Montana Banking News
Montana Nonprofit Bank Gets $40 Million in Federal Tax Credits
By Robert Struckman, 10-20-08
The Missoula-based Montana Community Development Corp., a nonprofit bank, received $40 million in tax credits from the U.S. Treasury Department to encourage investment in the state.
“We’ll be able to use this program to help take Montana businesses to the next level,” said MCDC’s David Glaser.
The New Markets Tax Credits can be used to lower financing costs to expand certain businesses and develop infrastructure in low-income census tracts across Montana.

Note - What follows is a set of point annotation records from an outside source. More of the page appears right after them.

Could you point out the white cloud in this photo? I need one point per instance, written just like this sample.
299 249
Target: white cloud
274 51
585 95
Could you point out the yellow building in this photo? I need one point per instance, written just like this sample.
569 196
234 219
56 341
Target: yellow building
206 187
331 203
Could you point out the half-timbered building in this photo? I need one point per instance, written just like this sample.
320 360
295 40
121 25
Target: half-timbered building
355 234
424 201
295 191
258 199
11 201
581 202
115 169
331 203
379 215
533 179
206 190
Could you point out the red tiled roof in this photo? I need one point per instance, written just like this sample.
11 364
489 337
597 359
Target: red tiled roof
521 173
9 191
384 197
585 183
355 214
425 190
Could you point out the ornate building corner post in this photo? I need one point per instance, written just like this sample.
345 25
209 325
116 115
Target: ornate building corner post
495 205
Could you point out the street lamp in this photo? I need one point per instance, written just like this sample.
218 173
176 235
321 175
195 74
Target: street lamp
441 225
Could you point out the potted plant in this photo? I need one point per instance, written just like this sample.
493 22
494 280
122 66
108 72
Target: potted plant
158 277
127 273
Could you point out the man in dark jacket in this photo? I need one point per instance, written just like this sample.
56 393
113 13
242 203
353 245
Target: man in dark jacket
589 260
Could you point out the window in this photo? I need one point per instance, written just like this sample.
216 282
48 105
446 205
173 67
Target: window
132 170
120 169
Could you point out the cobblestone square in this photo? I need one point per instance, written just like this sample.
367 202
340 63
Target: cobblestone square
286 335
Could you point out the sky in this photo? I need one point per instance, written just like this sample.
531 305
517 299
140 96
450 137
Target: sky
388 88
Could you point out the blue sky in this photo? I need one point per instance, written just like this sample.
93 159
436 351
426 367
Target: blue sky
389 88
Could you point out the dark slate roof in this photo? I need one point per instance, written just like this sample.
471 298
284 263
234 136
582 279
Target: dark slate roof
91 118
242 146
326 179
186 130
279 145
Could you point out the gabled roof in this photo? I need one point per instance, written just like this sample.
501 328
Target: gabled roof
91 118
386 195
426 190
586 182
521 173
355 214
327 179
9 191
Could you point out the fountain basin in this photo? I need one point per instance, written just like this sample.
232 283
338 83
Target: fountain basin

The award was the only one granted to a Montana organization out of $3.5 billion granted Monday, and the first awarded to the state in the program’s seven-year history.

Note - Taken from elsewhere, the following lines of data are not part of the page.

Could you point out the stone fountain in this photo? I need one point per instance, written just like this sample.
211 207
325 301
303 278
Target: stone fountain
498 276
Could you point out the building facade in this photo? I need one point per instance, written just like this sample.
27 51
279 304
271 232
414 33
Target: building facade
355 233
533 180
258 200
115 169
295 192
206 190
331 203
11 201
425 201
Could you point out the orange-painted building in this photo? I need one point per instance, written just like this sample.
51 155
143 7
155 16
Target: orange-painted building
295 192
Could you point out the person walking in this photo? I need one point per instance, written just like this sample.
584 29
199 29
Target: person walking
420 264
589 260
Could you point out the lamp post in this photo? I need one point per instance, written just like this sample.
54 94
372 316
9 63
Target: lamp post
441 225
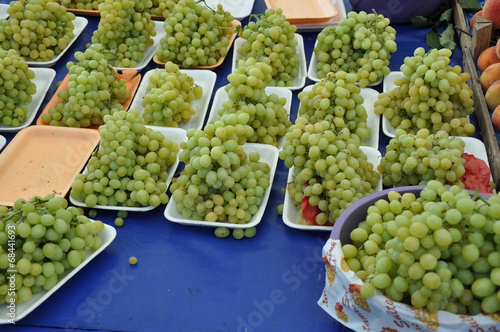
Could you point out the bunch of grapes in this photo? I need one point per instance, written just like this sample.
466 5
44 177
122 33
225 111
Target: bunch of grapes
16 88
93 91
271 39
249 104
415 159
361 44
130 167
168 96
336 95
37 29
196 34
330 170
431 95
124 30
220 181
438 251
51 238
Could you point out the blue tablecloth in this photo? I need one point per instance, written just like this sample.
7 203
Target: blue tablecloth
186 279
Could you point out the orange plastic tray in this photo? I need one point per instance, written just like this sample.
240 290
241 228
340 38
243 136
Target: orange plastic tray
300 11
43 160
127 74
221 59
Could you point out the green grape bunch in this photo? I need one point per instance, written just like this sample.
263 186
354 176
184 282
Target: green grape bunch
93 91
415 159
220 181
361 44
196 35
339 96
330 170
271 39
37 29
16 88
431 95
130 166
168 97
125 30
438 251
50 239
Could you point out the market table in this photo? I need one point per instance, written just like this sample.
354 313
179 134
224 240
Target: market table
186 279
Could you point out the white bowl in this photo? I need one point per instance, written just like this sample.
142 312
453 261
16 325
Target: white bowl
268 154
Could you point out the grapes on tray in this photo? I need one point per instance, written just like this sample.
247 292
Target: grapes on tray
51 238
361 44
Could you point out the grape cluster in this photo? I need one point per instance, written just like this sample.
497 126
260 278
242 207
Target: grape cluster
92 92
196 34
438 251
168 96
361 43
124 30
415 159
431 95
249 104
41 240
16 88
37 29
130 167
336 95
271 39
220 181
330 170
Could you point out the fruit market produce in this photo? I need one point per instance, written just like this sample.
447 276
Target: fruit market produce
37 29
16 88
124 30
249 104
130 166
220 181
196 34
361 44
339 96
93 91
331 171
270 39
413 159
168 96
42 239
438 251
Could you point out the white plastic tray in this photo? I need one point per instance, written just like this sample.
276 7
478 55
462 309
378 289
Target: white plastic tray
370 96
268 154
150 51
221 96
175 134
298 81
80 23
291 215
238 8
107 236
204 78
43 79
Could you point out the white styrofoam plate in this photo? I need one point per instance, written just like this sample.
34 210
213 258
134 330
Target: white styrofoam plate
291 215
221 96
175 134
370 96
80 23
22 310
268 154
204 78
43 79
298 81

“We are thrilled to bring this large allocation of tax credits to Montana,” said MCDC director Rosalie Sheehy Cates.
The tax credits, which can be sold, lower the finance costs on projects. Cates also plans to use some of the proceeds from the tax credits to add cash to a small business loan fund.

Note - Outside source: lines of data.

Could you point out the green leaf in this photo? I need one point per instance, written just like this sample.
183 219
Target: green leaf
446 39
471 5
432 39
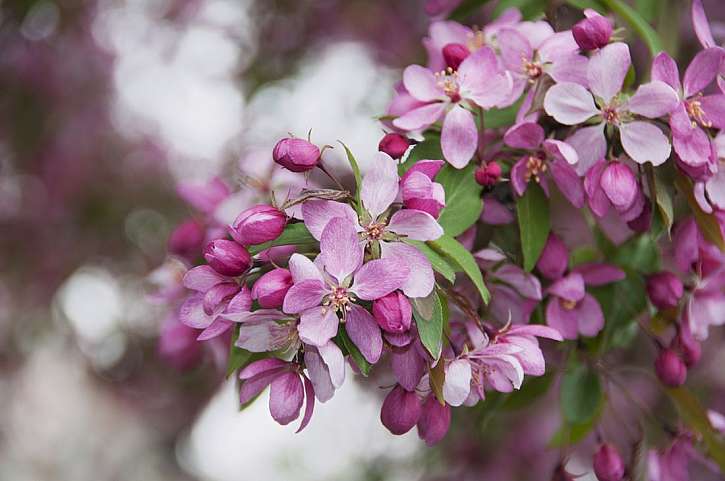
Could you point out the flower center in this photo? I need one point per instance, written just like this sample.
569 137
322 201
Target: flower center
533 70
448 80
697 115
339 300
535 167
374 231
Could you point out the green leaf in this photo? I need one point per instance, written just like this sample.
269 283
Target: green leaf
463 260
358 179
581 394
534 222
463 199
707 223
293 234
344 341
643 29
439 263
428 313
429 149
693 414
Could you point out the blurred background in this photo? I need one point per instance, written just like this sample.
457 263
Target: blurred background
106 107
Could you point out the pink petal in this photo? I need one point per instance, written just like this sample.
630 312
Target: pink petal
202 278
526 135
415 224
569 103
702 70
380 185
644 142
364 333
340 249
286 395
459 137
317 213
317 326
701 25
607 69
400 411
664 69
421 279
457 384
420 117
422 84
590 316
590 145
568 182
570 287
303 269
653 99
379 277
304 295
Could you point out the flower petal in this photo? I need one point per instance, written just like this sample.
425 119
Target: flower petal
364 333
569 103
607 69
459 137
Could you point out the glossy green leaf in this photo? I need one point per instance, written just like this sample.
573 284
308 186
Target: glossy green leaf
463 199
534 222
581 394
464 261
293 234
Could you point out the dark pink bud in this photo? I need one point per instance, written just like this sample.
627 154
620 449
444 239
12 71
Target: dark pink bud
393 312
435 419
664 290
554 259
257 225
401 410
608 464
487 175
395 145
227 257
187 239
454 54
620 185
297 155
670 368
592 32
270 289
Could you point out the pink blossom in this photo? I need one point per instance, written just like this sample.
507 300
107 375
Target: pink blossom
571 104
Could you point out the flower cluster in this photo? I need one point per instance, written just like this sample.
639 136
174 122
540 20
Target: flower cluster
463 244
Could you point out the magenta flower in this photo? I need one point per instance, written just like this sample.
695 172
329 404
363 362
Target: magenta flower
289 389
571 104
478 82
325 291
216 295
378 191
544 158
694 111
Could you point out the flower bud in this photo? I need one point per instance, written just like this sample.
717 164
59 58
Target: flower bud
401 410
227 257
187 239
454 54
664 289
393 312
592 32
270 289
608 464
395 145
670 368
554 258
257 225
297 155
487 175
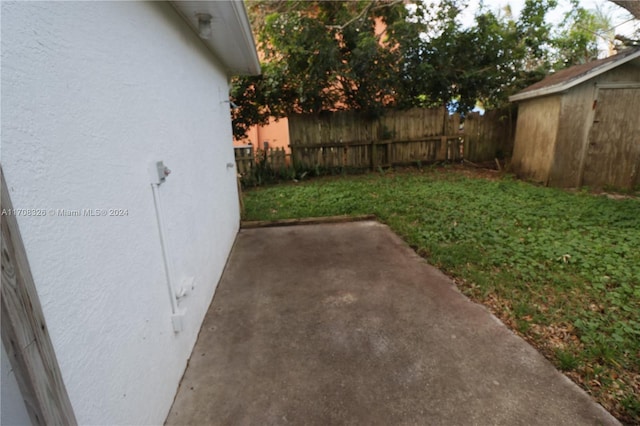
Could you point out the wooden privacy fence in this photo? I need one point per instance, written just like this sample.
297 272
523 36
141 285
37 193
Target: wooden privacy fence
247 159
346 139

According to the Treasure, the tax credit program has successfully spurred economic development in low-income communities. That designation describes Missoula north of the Clark Fork River, essentially, and east of Reserve Street—in other words, most of Missoula. Few places in Montana would not be eligible.
MCDC has a solid history of building finance packages for rural projects, such as a small-log saw mill in Hall, Montana, and a farm in Corvallis and many others.
The tax credits can be used towards a variety of community revitalization efforts. The financing can be applied towards construction costs, working capital, machinery and equipment, fixed assets and certain development of commercial, industrial and retail real estate.
Entities such as MCDC help organize and manage the financing aspects of the project by matching the equity investors with local banks to provide additional project funds. While investors receive a 39% tax credit on their funds, realized over seven years, the overall impact to the financing package is that the project is infused with investment capital that would not be in play without the tax credits, according to the Treasury.